What you need to know about CIV
|You may have already heard the reports about an increase in our geographical region in cases of canine influenza virus (CIV), an upper respiratory infection in dogs.|
Affected dogs may develop coughing, nasal discharge, fever, lethargy, and loss of appetite. While clinical signs may be similar to Bordetella (commonly referred to as kennel cough), CIV in a primary viral infection and will not respond to antimicrobial therapy. Most dogs will not have complicated cases and will recover quickly with proper medical care. In some cases, however, CIV can progress to more severe disease and can require hospitalization.
We are lucky to have great relationships with the local vet community, and they have kept us abreast of the alerts being circulated among them as well. While vaccinating against CIV is the best way to protect your dog from it, and a vaccine does indeed exist, unfortunately it is currently on back-order, and many local vets do not have it available, though they are hoping to be able to schedule vaccinations in about two weeks. Please be sure to follow your vet’s protocols for entering – or not entering — their facility, as canine influenza is highly contagious. Veterinarians are recommending that at-risk dogs be vaccinated as soon as possible, and indeed dogs that visit places where dogs socialize or congregate, such as doggy day care, are at risk for infectious disease. We urge you to consider this for your dog, once available.
Our staff remains vigilant in all of our protocols, including enforcing not allowing any pups exhibiting symptoms to attend day care, and maintaining strict cleaning and disinfecting standards. While LMDDC has the occasional case of kennel cough and other infectious respiratory infections like any other group setting, should we experience an increase in these incidences among our doggy guests, a Health Alert will be sent out to our client base, so that you may make an informed decision about bringing your pup to day care. The number one action anyone can take to protect the dogs in our care is to not bring their dog to day care if they have observed any symptoms.

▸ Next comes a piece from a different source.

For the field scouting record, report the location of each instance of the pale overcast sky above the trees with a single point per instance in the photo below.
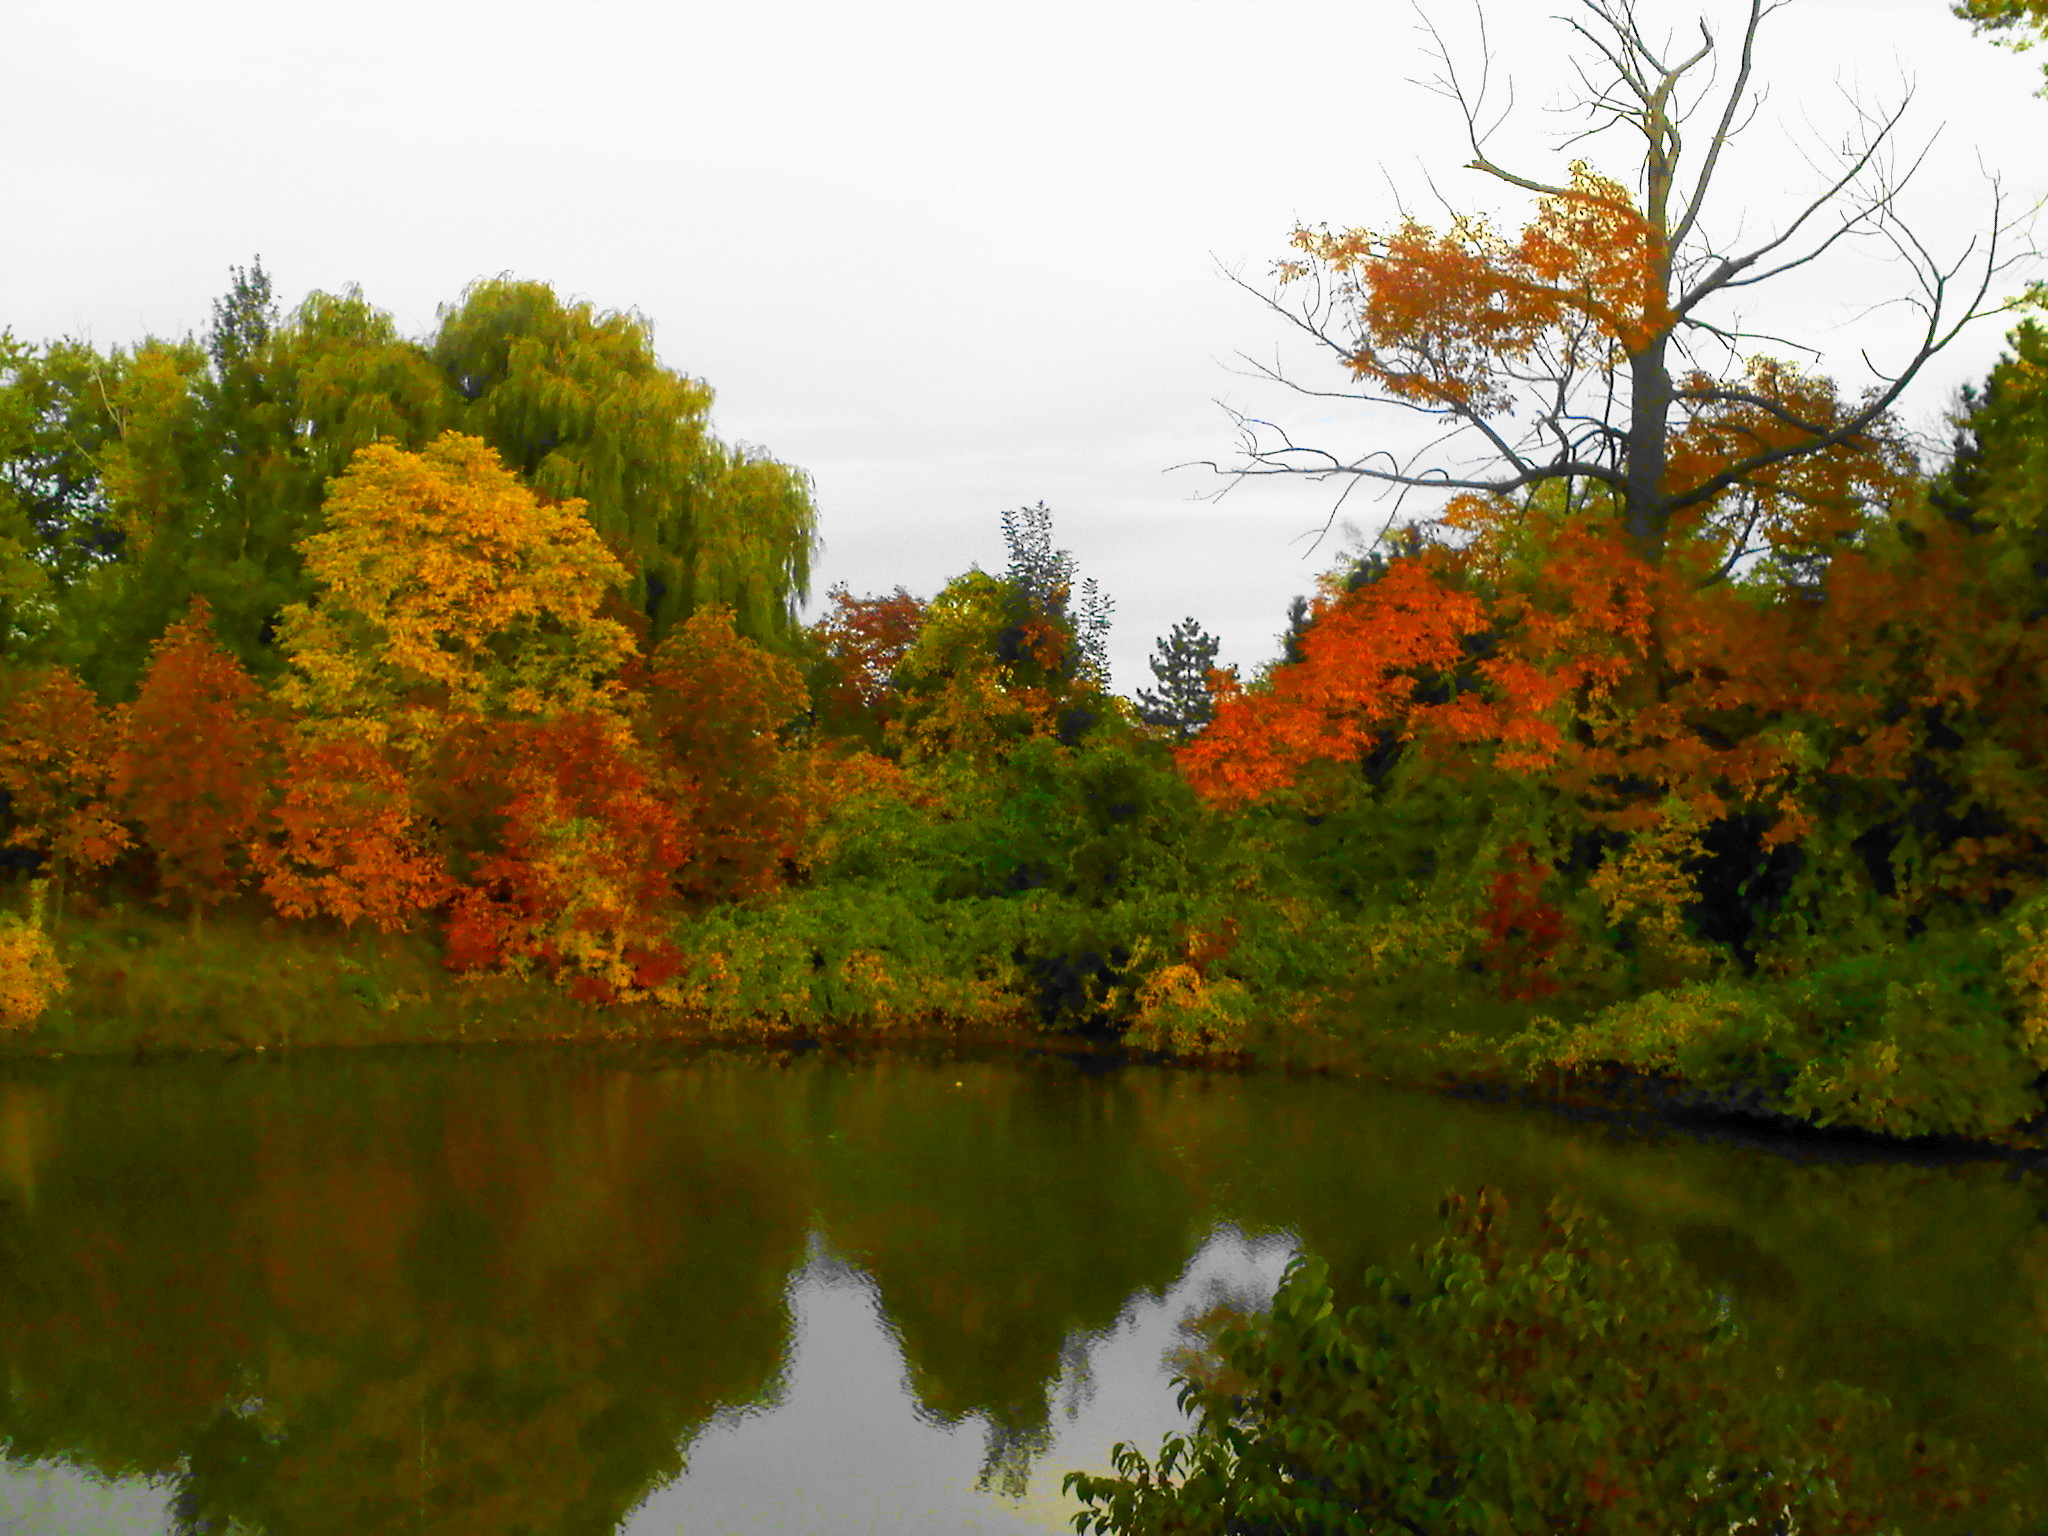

We are approaching a season where we will see more dogs spending the night or staying for extended stays, such as with President’s Day weekend coming up next week or Spring Break travel next month. Every client must make the decision that is most comfortable for them, as this is a very normal risk inherent in this type of environment, and we can not guarantee any given pup won’t become ill after being exposed, especially if a dog is asymptomatic. But again, at this point, we have nothing abnormal to report, and the safety of the dogs in our care will always be our top priority.
Thank you again for choosing Love My Doggy Day Care.